The revelation of the scale of Northamptonshire CC’s financial crisis shows how its previous regime was asleep on the job.
Rare evidence of anyone being awake emerged this week in the form of a 2015 letter from finance director Matt Bowmer to the then chief executive Paul Blantern. The finance director said he sought to impose a section 114 notice amid what was even then a “significant financial crisis”. He also attacked the “seemingly defensive and non-compliant behaviour of the management team”. Alas his stark warning was not heeded.
By avoiding difficult decisions the council proceeded to sleepwalk over the cliff edge. Only in February this year was the (first) s114 finally issued. No one wants to close children’s centres or libraries, or to cut staffing, but in local government if you fail to live within your means you face the consequences. Thus Northamptonshire’s new management must tackle a budget shortfall of £60m-£70m this financial year. This will inevitably have a far more devastating impact on local services, residents and council staff than had the council been decisive earlier.

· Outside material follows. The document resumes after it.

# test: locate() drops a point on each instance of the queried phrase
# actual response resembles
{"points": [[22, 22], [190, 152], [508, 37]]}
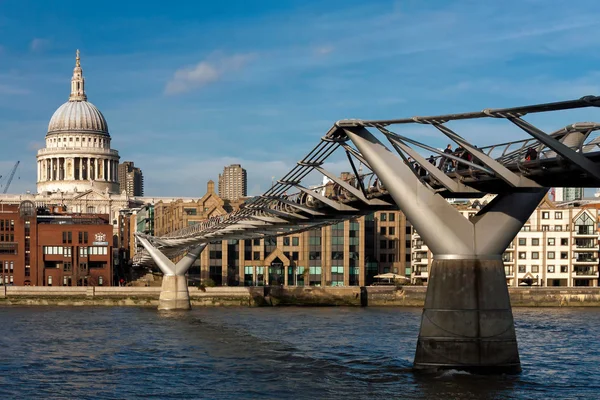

In an LGC interview, lead commissioner Tony McArdle says he is unable to set a timescale on when the council’s books will be balanced. This raises the prospect of the council (a low-tax Conservative flagship, remember) becoming the first authority since Militant’s 1980s heyday to fail to set a balanced budget (although it is surely the case Northamptonshire’s 2017-18 budget was only notionally, if at all, balanced).
If Northamptonshire stands as a doomed landmark of local government incompetence, one does not have to search far to see a similar level of ineptitude elsewhere.
Another once noble institution is blighted by indecision and repeatedly buries its head in the sand rather than tackle a crisis. We refer, of course, to the government, which has set the nation’s tiller firmly on course for the rocks of Brexit.
Local government is not alone in the public sector in needing clear, decisive action now but ministers show little inclination to cease bickering about EU withdrawal for long enough to appreciate the scale of councils’ problems.
The Local Government Association intensified its campaign for action this week by launching its own social care ‘green paper’, examining how tax rises could increase care provision. This is amid growing expectations the real social care green paper (now being overseen by its third minister in under a year) will be a damp squib.
Meanwhile, the council finance measures sneaked out as MPs went on recess suggests broader local government finance will continue to be dominated by sticking plaster approaches – 3% council tax rises help some more than others. And an anticipated social housing green paper failed to materialise.
The centre has created a culture in which the local has to seek its permission to function but it has now derogated from its responsibility to govern. A more unsatisfactory system is hard to contemplate. The government should learn from Northamptonshire that history is not kind to leaders who fail to lead.